Whew, that was a run-on rant.
While protesters in the US railed against the 1 percent, protesters in the Middle East had a new tool: social media. Inevitable? Perhaps. Now repressive regimes don’t just shut the newspapers and gather up the dissidents: They cut off Facebook and Twitter and mobile networks.
So anyway, there were solid new tech products and there were some duds in 2011. We loved the new Kindle Fire and the iPad 2, and we mocked the Playbook. New, fierce rivalries like Twitter and Facebook emerged while old ones like Oracle and Hewlett-Packard got downright litigious. And yes, there were disasters. Netflix, Research in Motion, and HP reminded us that even the best of companies can run off the rails, fast.
Yet Jobs’ death loomed over the year in tech. He reminded us that no matter how successful and how wealthy a man or his business become, we are all, in the end, vulnerable. Apple is the most valuable tech company in the world, and was briefly the most valuable company, period. It released another round of successful products, it continued to open new stores, including a new location in New York’s Grand Central Terminal, and it announced plans to build a giant, new Silicon Valley headquarters that looks like Pentagon with the angles shaved off.

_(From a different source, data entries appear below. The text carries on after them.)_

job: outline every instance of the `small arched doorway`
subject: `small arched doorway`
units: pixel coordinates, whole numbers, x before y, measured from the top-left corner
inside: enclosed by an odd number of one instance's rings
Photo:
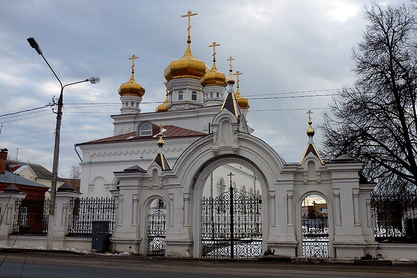
[[[164,256],[166,233],[166,206],[163,200],[156,198],[151,202],[148,215],[148,256]]]
[[[329,227],[326,200],[318,195],[306,196],[301,203],[303,257],[330,256]]]

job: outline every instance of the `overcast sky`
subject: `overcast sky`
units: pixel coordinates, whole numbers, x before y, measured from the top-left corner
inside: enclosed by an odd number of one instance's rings
[[[398,4],[402,1],[394,0]],[[142,112],[165,100],[163,71],[186,46],[188,10],[194,55],[211,66],[213,41],[218,69],[226,74],[229,56],[240,91],[251,103],[247,117],[254,135],[289,162],[299,161],[308,141],[306,114],[314,128],[331,96],[355,80],[352,47],[362,39],[364,6],[354,0],[276,1],[0,1],[0,115],[43,106],[60,87],[42,57],[26,39],[34,37],[64,84],[98,76],[66,87],[64,103],[120,103],[117,90],[130,77],[132,54],[136,81],[146,94]],[[384,3],[381,2],[381,3]],[[305,92],[305,91],[311,92]],[[299,92],[291,94],[283,94]],[[262,96],[256,96],[258,95]],[[313,97],[282,98],[314,95]],[[255,99],[268,98],[267,99]],[[112,136],[110,115],[120,105],[67,104],[61,130],[60,177],[68,177],[79,160],[74,145]],[[290,110],[285,110],[290,109]],[[294,110],[298,109],[298,110]],[[276,111],[271,111],[275,110]],[[0,117],[0,147],[9,158],[52,169],[55,115],[51,108]],[[314,142],[320,145],[320,132]]]

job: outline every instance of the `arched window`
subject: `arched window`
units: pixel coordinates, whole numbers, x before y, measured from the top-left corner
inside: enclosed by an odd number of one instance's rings
[[[150,124],[144,124],[140,126],[139,136],[149,136],[152,135],[152,126]]]

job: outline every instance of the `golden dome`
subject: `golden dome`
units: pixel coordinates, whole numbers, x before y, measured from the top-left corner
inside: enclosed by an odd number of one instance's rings
[[[136,83],[134,79],[133,74],[130,80],[126,83],[124,83],[119,88],[119,94],[122,96],[137,96],[142,97],[145,95],[145,88]]]
[[[168,111],[168,92],[166,93],[166,98],[165,99],[165,102],[161,104],[158,105],[156,109],[155,109],[155,112],[166,112]]]
[[[237,87],[237,90],[236,91],[236,101],[237,101],[237,104],[239,104],[239,107],[242,109],[248,109],[251,107],[251,104],[249,103],[249,101],[246,98],[242,97],[240,94],[240,92],[239,91],[239,87]]]
[[[211,70],[201,77],[200,83],[203,87],[213,85],[226,87],[227,85],[227,80],[225,74],[219,72],[216,67],[216,64],[213,63]]]
[[[210,70],[206,63],[195,57],[190,44],[187,44],[187,50],[182,57],[173,61],[165,69],[164,76],[167,81],[185,77],[200,79]]]

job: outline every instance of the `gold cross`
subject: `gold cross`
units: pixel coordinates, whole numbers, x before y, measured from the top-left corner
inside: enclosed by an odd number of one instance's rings
[[[309,109],[309,111],[308,111],[307,112],[306,114],[309,114],[309,121],[311,122],[311,121],[312,121],[312,115],[311,114],[313,114],[313,111],[312,110]]]
[[[239,76],[240,75],[243,75],[243,73],[241,73],[239,71],[236,71],[235,74],[233,74],[234,76],[236,76],[236,84],[237,85],[237,87],[239,87]]]
[[[232,65],[232,61],[235,61],[235,59],[234,59],[233,57],[231,56],[230,57],[229,57],[229,59],[228,59],[227,60],[229,61],[229,71],[231,73],[233,71],[233,66]]]
[[[191,42],[191,36],[190,36],[190,30],[191,28],[191,24],[190,18],[192,16],[197,15],[198,14],[197,13],[191,13],[191,11],[190,10],[188,10],[188,12],[187,12],[187,14],[182,15],[181,17],[188,17],[188,27],[187,28],[187,31],[188,31],[188,39],[187,40],[187,43],[190,43]]]
[[[213,62],[216,62],[216,47],[220,46],[220,45],[216,44],[216,42],[213,42],[213,44],[208,46],[208,47],[213,48]]]
[[[129,58],[129,60],[132,60],[132,73],[134,73],[134,59],[139,58],[138,56],[135,56],[134,54],[132,55],[132,56]]]

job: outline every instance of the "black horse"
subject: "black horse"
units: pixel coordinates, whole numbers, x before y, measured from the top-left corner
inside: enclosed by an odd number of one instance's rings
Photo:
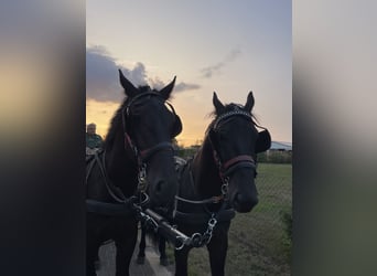
[[[191,235],[195,247],[207,246],[212,275],[224,275],[228,230],[234,210],[250,212],[258,203],[255,184],[257,153],[270,148],[266,128],[258,132],[251,115],[250,92],[245,106],[223,105],[213,96],[215,118],[196,155],[180,168],[174,220],[177,230]],[[175,275],[187,275],[193,247],[175,250]]]
[[[99,246],[114,240],[116,275],[129,275],[138,221],[132,212],[149,194],[149,206],[171,210],[176,193],[171,140],[182,131],[180,117],[166,103],[174,79],[161,91],[136,88],[119,70],[126,99],[116,112],[104,150],[87,160],[87,275],[96,275]],[[147,193],[146,193],[147,192]]]

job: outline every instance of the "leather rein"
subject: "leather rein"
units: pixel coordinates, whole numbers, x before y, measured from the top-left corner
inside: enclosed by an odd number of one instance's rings
[[[87,171],[86,174],[86,183],[89,178],[89,174],[91,172],[91,169],[94,167],[94,163],[96,162],[99,167],[99,170],[101,172],[101,176],[105,180],[105,184],[107,188],[107,191],[111,195],[111,198],[117,202],[117,203],[108,203],[108,202],[101,202],[97,200],[90,200],[87,199],[87,210],[89,212],[95,212],[95,213],[101,213],[101,214],[107,214],[107,215],[117,215],[117,214],[129,214],[130,213],[130,208],[132,209],[133,204],[137,204],[139,206],[146,206],[149,202],[149,195],[147,194],[147,189],[148,189],[148,182],[147,182],[147,161],[158,151],[161,150],[174,150],[173,145],[171,142],[159,142],[154,145],[153,147],[150,147],[148,149],[139,150],[136,146],[136,144],[132,141],[130,135],[127,132],[127,127],[126,127],[126,116],[130,116],[130,107],[132,104],[134,104],[138,99],[143,98],[146,96],[159,96],[161,97],[160,94],[155,92],[148,92],[148,93],[142,93],[137,96],[134,96],[126,107],[122,108],[122,128],[123,128],[123,134],[125,134],[125,149],[127,149],[127,145],[132,149],[134,157],[138,162],[138,189],[137,193],[131,195],[130,198],[127,198],[122,191],[116,187],[108,178],[107,172],[106,172],[106,166],[105,166],[105,157],[106,157],[106,150],[101,152],[96,152],[95,157],[90,161],[90,167]],[[165,100],[164,100],[165,102]],[[173,106],[165,102],[168,104],[173,114],[175,115],[175,110]],[[99,159],[99,155],[103,156],[101,159]],[[121,203],[121,204],[119,204]],[[134,206],[134,205],[133,205]]]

Jobs remains a cipher. Despite days of television and Internet commentary, an endless stream of stories and a best-selling, authorized biography that showed the man, warts and all, we’re no closer to truly understanding what made Jobs tick at the end of 2011 than we were in 1976, when he and his buddy Steve Wozniak founded Apple Computer. Genius or jerk? Tech and cultural visionary or just a very savvy businessman? All of the above? For all the detail of famed biographer Walter Isaacson’s Jobs book, he never reached the insight of his Albert Einstein biography: Einstein searched for God in the mathematical laws of the universe.
Are all people who achieve big things driven by something so profound? Who knows. But it’s a lot more interesting to write about tech entrepreneurs than people on Wall Street.